Some of the drives have fewer than 100k free entries
This is usually caused by a heavily overloaded system. In this state the latencies for some operations might become very high (measured in seconds). Possible reasons are:
Severely overloaded volumes for long periods of time without any configured bandwidth or iops limits.
This could be checked by using
iostatto look for volumes that are being constantly 100% loaded with a large number of requests to the storage system. Another way to check for such volumes is to use the “Top volumes” in the analytics in order to get info for the most loaded volumes and apply IOPS and or bandwidth limits accordingly.Misbehaving (under-performing) drives, or misbehaving HBA/SAS controllers.
The recommended way to deal with these cases is to investigate for such drives. A good idea is to check the output from
storpool disk list internal(see Listings disks) for higher aggregation scores on some drives or set of drives (for example, on the same server). You could also use the analytics to check for abnormal latency on some of the backend nodes, like drives with significantly higher operations latency compared to other drives of the same type. An example would be a failing controller causing the SATA speed to degrade to SATA1.0 (1.5Gb/s) instead of SATA 3.0 (6Gb/s), worn out batteries on a RAID controller when its cache is used to accelerate the writes on the HDDs, and others.

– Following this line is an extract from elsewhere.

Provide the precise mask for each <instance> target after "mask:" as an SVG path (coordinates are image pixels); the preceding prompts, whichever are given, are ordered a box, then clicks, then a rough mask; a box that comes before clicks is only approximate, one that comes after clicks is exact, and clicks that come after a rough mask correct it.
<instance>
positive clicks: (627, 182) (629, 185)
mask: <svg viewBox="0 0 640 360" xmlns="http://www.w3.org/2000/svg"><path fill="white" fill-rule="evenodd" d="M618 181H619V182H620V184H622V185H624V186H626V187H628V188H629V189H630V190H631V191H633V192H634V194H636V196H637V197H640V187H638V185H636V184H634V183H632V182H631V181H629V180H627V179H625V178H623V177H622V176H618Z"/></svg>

The circumstances leading a system to the critical state are rare and are usually preventable with by taking measures to handle all the issues at the first signs of a change from the normal to degraded state.
In any of the above cases if you feel that something is not as expected, a consultation with StorPool Support is the best course of action. StorPool Support receives notifications for all detailed cases and pro-actively takes actions to alleviate a system going into degraded or critical state as soon as practically possible.